Trivia, Notes, Quotes and Allusions


  • TRIVIA (7)

    • What did the two security guards that came with the landing party do? They aren't present when the away team is attacked or in any other scene, did they go AWOL? We see them again at the end of the episode, and they aren't sick with the purple sores, either, when they return.

    • Kirk tells Spock, "Hold us in a fixed orbit". But Spock is not in control of the ship's navigational controls. That would be the helmsman.

    • No explanation is ever given for why this planet's landmasses are an exact duplicate of those on Earth.

    • Although the children haven't physically aged, the sheer enormity of having to care for themselves and one another for centuries would have left them acting much less like children and more like adults, something we see a little in Miri, but that's all.

    • When Rand is tied to a chair, the rope tying her there changes position between the long and close shots.

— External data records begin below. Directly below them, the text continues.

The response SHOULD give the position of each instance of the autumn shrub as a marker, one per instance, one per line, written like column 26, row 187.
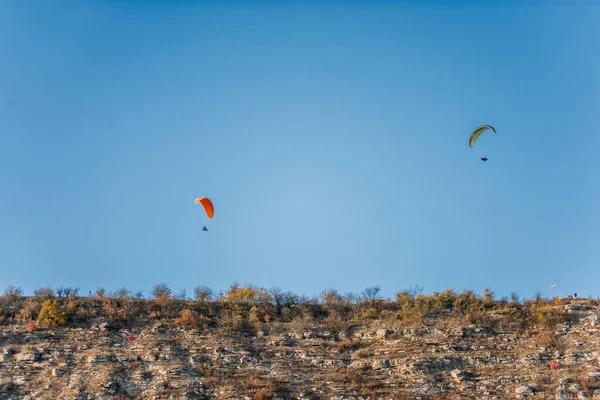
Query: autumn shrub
column 191, row 319
column 51, row 315
column 30, row 310
column 31, row 326
column 262, row 394
column 237, row 294
column 44, row 293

    • The landing party is out of contact with the Enterprise for two days because of the missing communicators. Wouldn't the Enterprise notice at some point and beam down some more, or make some other attempt to contact Kirk & Co.?

    • The guards are out on patrol when the children steal the communicators - how did the kids get the guards' communicators?

  • QUOTES (6)

  • NOTES (7)

    • Although she played a pre-adolescent girl, Kim Darby was actually 19 when she played the titular character in this episode "Miri"

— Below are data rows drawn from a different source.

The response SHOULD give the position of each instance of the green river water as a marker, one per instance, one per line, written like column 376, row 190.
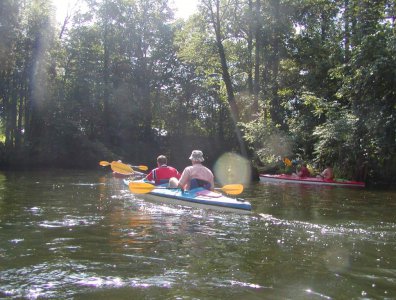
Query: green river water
column 82, row 235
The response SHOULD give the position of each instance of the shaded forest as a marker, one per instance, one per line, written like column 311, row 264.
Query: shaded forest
column 311, row 80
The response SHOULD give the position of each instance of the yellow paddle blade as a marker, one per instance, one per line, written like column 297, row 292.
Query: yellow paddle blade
column 287, row 161
column 140, row 187
column 232, row 189
column 121, row 168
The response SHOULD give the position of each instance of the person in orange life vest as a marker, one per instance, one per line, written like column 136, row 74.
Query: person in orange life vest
column 195, row 175
column 327, row 173
column 304, row 172
column 163, row 172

    • Phil Morris, son of actor Greg Morris, appears as a boy in this episode. He would go on to appear in Star Trek III, Star Trek: Voyager, and Star Trek: Deep Space Nine.

    • Grace Lee Whitney's sons are among the children that appear in this episode.

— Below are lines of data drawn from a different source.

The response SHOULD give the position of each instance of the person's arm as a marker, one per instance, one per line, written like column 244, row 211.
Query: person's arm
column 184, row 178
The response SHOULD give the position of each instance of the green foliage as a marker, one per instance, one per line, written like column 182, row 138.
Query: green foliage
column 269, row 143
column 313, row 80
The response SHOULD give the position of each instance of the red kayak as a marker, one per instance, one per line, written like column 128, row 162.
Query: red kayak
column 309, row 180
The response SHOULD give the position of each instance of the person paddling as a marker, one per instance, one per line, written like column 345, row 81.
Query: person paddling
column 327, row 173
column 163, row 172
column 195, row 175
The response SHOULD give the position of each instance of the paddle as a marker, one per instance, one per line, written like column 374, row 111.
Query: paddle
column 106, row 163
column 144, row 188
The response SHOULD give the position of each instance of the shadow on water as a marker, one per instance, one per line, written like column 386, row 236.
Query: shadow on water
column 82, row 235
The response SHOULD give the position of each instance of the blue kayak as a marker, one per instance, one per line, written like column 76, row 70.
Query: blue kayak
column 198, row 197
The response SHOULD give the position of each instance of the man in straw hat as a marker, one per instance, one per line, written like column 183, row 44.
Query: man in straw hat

    • The exterior Mayberry set from The Andy Griffith Show was used. They pass by the easily recognizable courthouse, Floyd's barbershop, Emmett's repair shop, and the grocery.

    • Steven McEveety (the red-headed boy) is the son of Vincent McEveety, the director of this episode.

    • Dawn Roddenberry (Little Blond Girl) is, of course, Gene's daughter, as Melanie Shatner (Brunette Girl) is William's.

    • In the United Kingdom, whilst the series was shown through many times, this episode was not broadcast for many years, due to the BBC deeming its content of the away team being badly beaten up by children being to dark and chilling for its time-slot. It was finally shown on the BBC for the first time as part of a complete re-run of the series in the 1990s (which also included original pilot 'The Cage' for the first time), and nowdays is generally present in all repeat runs of the show.